Wars, revolutions, pestilence have swept civilization off the planet. Man is once more back to ground-level, back to a new prehistory. Nations have broken up into little clans, huddled together in the ruins of old farms or in what is left of towns. Roads, machinery, guns, conveniences, communications have all vanished, even from the memory of all but the oldest. Most prized possession of the little clan Author Collier focuses on is their stores of barbed wire, relic of the last war, with which they are constantly strengthening and patching their elaborate defenses. The clan, is ruled by a Chief, biggest, bravest and most experienced of the lot. Monogamy is still the rule; there are fewer women than men. The young men are beginning to grumble at the Chief. He lays plans for a raid to get more women. His own prestige demands that he lead the raiders, but real hero of the day is Harry, his brawny young rival. Harry's friends seize the occasion to try to kill the Chief from ambush, finally have to resort to poison. Under Harry's ambitious leadership the tribe is slaved for a bigger & better future, but unfortunately Harry kills his captured bride's brother, just as she is beginning to transfer her stranger's allegiance to him. That changes her love to hate; she escapes and guides her tribe's warriors against Harry's stronghold. The attackers are caught in a trap and massacred; Harry is too late to prevent his still beloved bride from sharing her family's fate.

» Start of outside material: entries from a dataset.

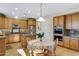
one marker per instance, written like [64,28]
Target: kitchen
[16,30]
[67,30]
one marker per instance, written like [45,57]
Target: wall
[47,28]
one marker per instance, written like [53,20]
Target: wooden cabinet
[74,43]
[2,46]
[25,38]
[2,23]
[75,21]
[55,21]
[23,24]
[68,22]
[9,22]
[66,41]
[14,38]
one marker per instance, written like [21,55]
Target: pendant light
[40,19]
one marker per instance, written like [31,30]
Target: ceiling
[25,10]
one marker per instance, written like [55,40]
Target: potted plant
[40,35]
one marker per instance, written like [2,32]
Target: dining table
[39,46]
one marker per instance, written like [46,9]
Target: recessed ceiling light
[29,12]
[16,8]
[24,15]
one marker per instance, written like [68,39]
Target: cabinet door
[66,41]
[74,43]
[55,21]
[61,20]
[2,23]
[75,21]
[68,22]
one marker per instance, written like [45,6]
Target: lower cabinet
[14,38]
[25,39]
[66,41]
[74,44]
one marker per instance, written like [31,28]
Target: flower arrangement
[40,35]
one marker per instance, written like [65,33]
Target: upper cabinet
[2,22]
[75,21]
[61,20]
[68,21]
[58,21]
[23,24]
[9,22]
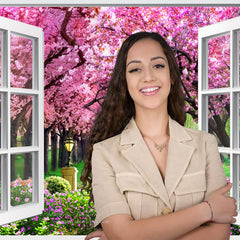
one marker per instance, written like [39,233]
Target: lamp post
[69,143]
[70,173]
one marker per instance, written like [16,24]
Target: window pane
[225,159]
[0,120]
[21,120]
[219,118]
[219,62]
[239,58]
[0,59]
[21,62]
[21,179]
[1,182]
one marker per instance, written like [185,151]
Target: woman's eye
[159,66]
[134,70]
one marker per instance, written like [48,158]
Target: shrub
[63,214]
[57,184]
[21,191]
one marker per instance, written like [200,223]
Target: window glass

Whether such scattered, barbarous, mutually hostile little clans will ever succeed in getting together and building a new civilization Author Collier wisely does not even hint. Sufficient for his tale is the evil thereof, sufficient to give many an optimist gritty food for thought.

The Author. In his salad days, not so long ago (he was born in 1901), John Collier was famed in London's artistic Chelsea district for wearing a beret before berets were worn. Literarily as well as sartorially precocious, his youthful lispings appeared in such odd numbers as This Quarter, Paris-published exiles' magazine, and a London broadsheet called The Barricade. His smart anthological edition of John Aubrey, 17th Century scandalmonger (The Scandal & Credulities of John Aubrey), the keenly quiet satire of His Monkey Wife got Author Collier a wider audience than London's Chelsea or Paris's Left Bank. Short, merry, bumpkinesque, John Collier lives in the still undevastated Hampshire countryside, is poetry editor of Viscountess Rhondda's Time & Tide.